What else was proposed?
The man insisted on exercising, he was a marathon runner and I got tired climbing five flights of stairs, but I started moving like a caged lion and ended up doing 200 squats and 10 km a day. And the third pillar I put into practice was not to obsess over hating my captors. They entered the box three times, once for the life test and twice to spank me, they were wearing bacteriological suits, I never saw their faces.
Could he control his emotions?
Those nine and a half months were like a gestation process for a new human being. I went through all the emotions, angers and despairs, but I came out of it in a Zen state, although it didn’t last long: I lived a time of great fury.
What has changed in your life?
I don’t see the human being the same. Writing my story was a catharsis, at first I cried, for three years I went back to the box every day. It was such a long kidnapping that I broke down, I wanted to kill myself, but then I picked myself up, strengthened myself and created an armor that helped me survive.
What has he discovered about himself?
That I am encouraged in adversity. In the box I had three very powerful anxiety attacks that I had to master with my mind. In me there was the good Beto and the bad Beto who kept telling me “they will kill you, your children will forget you”. My priority was to stop thinking, for that dialogue between good and evil to stop.
Who won?
The negative thinking that increased at night and prevented me from sleeping, but suddenly I was able to turn the omelet.
With?
I had never meditated, but I began to pray and go inward, and I found a whole wonderful world within me and an incredible strength, a self-disciplined Beto that could go where it wanted; and I had a moment of lucidity in which I told myself that I would not feed on my memories but on the moments I lacked to live.
Does it hold that fort?
Yes, and I am much more empathetic now. When I came out, I needed hugs and now I give them and I interview people who have been kidnapped to tell them that they will move on. It hurt me a lot, when I was released, to find little empathy even from people very close to me. Kidnapping is taboo in Mexico.
Has your resource been emotion or reason?
The first months in the box I cried five hours a day; then my armor was formed and the rational part killed the emotional part so it wouldn’t end up with me. When I got out I couldn’t cry for months, I brought back the tears by reading the diary my wife wrote during the kidnapping.
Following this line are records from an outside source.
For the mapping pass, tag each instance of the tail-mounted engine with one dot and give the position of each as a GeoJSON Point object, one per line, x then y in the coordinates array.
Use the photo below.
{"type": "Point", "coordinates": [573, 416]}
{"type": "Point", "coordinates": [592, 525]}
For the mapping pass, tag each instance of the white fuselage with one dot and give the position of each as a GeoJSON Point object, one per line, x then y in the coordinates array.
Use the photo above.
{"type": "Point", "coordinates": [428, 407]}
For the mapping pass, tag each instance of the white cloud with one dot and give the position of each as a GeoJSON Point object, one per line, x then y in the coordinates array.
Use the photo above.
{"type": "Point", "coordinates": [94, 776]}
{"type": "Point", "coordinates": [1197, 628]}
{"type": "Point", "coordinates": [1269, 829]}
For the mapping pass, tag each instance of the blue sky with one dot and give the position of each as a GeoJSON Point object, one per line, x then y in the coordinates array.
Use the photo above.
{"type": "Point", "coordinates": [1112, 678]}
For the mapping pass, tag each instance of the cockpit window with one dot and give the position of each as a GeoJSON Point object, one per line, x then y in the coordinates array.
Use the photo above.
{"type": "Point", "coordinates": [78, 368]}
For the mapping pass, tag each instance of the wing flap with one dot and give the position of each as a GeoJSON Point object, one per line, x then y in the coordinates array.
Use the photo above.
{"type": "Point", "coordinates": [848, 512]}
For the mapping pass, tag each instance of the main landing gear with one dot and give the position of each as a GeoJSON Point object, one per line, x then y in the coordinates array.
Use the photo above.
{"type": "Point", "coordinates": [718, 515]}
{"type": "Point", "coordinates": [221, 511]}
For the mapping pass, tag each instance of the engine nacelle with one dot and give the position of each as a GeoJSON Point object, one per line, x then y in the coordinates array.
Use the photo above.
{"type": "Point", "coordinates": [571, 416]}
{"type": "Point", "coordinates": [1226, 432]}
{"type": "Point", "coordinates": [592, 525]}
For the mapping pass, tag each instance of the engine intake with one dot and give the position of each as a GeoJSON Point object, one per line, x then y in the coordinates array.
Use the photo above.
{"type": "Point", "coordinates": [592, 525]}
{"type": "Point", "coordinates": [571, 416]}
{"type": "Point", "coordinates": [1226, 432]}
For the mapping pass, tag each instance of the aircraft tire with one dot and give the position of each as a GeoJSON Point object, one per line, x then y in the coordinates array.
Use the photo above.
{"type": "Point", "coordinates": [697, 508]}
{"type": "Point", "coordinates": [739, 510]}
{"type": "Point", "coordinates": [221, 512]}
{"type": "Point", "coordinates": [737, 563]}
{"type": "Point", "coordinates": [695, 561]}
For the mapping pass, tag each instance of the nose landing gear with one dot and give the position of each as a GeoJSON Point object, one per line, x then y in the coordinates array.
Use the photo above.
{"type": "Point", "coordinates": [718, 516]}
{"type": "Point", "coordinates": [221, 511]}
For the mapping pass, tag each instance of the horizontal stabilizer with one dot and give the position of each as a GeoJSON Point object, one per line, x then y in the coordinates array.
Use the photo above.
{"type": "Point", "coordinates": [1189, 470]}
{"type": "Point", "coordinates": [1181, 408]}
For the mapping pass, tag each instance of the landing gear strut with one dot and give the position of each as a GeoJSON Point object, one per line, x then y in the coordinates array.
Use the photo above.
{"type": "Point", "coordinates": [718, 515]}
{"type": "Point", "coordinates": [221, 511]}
Did he survive for his family?
At first yes, but there came a time when I asked myself: what about your will to live? I realized the need to love myself first. For me, I will exercise and take care of myself, because I want to live, eat the world. One of my superpowers was being my best friend.
Have you thought about the human being?
I want to think that we are still more good people than bad, what happens is that the good ones are poorly organized. Greed and money bring out the worst in us.
Your essential learning?
That life is today and it must be lived with intensity; I know the value of time. I no longer ask, I just thank. I live with a lot of freedom and I know how to enjoy myself much more than before.